Overview
In an environment where consumers' needs are constantly changing, our AI automation is built to supercharge consumer engagement with Curiously Human™ interactions that have the perfect balance of human agents, intelligent automations, and conversational AI. AI Annotator provides you with a straightforward platform to do just that, by empowering agents, bot tuners, and QA teams with the opportunity to provide valuable feedback using an easy-to-use, efficient interface.
AI Annotator lets you easily leverage consumer messages into training phrases, greatly increasing intent matching and overall bot performance. Feedback can be easily reviewed and used to correct your AI automation. This process of labeling data that is later used to improve an AI model is called "AI annotation."
The "annotating agent"
By the nature of their work, agents are exposed to hundreds and sometimes thousands of conversations. As a result, these agents become “distinguished experts” in identifying consumers' needs and wants based on text. When agents receive a conversation, they quickly understand the consumers’ intent, and if the intent is not clear, they have the option of asking the consumer to clarify it. Therefore, agents are in an ideal position to identify AI automation issues and suggest a correct solution. Agents can use their expertise to suggest an intent for messages in which bots did not identify the intent. In many cases, permission to annotate is granted to the more experienced agents.
LivePerson's AI annotation management empowers agents to:
- Seamlessly view annotations and transcripts to understand the context of a message
- Edit and classify domains and intents of the incoming annotations
- Review existing training phrases in a chosen intent and compare with the new annotation
- Accept the annotation to be added to the intent, or archive it for future reference - closing the annotation loop all in one place
Limitations
AI Annotator doesn't work on third-party bots.
Get started
AI Annotator requires backend enablement. Contact your LivePerson representative for more info.

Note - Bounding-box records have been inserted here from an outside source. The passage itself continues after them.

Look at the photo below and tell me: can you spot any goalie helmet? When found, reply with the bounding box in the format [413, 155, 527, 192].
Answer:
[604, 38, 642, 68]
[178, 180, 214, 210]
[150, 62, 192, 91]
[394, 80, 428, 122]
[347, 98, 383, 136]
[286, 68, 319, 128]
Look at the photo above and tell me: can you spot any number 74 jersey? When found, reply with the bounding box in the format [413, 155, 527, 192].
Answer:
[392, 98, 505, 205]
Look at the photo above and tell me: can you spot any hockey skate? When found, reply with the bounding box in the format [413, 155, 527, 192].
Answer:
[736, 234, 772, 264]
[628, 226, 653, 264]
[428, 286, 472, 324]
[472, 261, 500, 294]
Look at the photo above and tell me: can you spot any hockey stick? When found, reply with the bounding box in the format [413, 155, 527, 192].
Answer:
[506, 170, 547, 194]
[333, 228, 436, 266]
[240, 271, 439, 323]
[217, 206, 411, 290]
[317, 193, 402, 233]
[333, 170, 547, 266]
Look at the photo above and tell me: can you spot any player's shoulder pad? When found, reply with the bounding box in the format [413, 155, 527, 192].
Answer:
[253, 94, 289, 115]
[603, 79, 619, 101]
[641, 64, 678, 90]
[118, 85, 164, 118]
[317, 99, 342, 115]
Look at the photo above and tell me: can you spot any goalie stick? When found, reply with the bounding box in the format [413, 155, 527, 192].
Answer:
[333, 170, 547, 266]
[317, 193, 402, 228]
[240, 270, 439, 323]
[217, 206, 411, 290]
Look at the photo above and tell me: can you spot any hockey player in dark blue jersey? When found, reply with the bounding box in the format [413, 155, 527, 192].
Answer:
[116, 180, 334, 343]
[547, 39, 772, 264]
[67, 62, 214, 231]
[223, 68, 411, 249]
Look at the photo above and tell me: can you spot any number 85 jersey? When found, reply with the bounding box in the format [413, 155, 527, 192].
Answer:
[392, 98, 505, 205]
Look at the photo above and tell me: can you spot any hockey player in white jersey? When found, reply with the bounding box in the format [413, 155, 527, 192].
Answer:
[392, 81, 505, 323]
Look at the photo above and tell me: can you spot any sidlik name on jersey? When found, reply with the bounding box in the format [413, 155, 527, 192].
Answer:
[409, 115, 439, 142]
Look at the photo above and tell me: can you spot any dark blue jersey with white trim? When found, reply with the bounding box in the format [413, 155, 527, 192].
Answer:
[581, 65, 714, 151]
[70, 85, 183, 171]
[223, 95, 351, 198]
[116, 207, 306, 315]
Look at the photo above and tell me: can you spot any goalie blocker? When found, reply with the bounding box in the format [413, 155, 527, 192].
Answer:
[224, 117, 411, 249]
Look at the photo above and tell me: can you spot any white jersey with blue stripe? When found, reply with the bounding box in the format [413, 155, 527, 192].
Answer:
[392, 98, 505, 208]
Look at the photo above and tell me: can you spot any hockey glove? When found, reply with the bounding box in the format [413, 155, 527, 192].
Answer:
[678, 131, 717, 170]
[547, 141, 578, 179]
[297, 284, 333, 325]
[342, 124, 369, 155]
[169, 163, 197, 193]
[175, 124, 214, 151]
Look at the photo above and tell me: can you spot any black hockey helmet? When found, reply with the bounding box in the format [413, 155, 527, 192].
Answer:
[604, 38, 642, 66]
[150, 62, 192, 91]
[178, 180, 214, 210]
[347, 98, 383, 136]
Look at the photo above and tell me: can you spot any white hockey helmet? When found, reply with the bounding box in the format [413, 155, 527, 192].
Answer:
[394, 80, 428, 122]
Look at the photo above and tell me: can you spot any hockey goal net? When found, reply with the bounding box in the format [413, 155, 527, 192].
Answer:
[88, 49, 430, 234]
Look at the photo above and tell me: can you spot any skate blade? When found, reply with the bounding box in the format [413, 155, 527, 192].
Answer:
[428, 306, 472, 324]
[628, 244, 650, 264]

Understand intent annotations
Sometimes, a bot doesn't recognize the intent behind a consumer’s message. For example, the consumer might say, “I would like to activate my service,” but the bot doesn't recognize the intent. This happens when the training phrases that comprise your intents aren't yielding a high enough confidence level to trigger an intent identification.
When an intent isn't recognized, a fallback flow is triggered, and the consumer might be asked to rephrase the message.
Finally, if the bot doesn't recognize the intent in the rephrased message, the conversation might be escalated to an agent for handling.
Your goal then is to quickly find the consumer intent that hasn't been identified and add it to the bot training model as a training phrase. By doing so, the bot can identify the intents behind similar consumer messages in the future and prevent conversations from being transferred to human agents over and over again.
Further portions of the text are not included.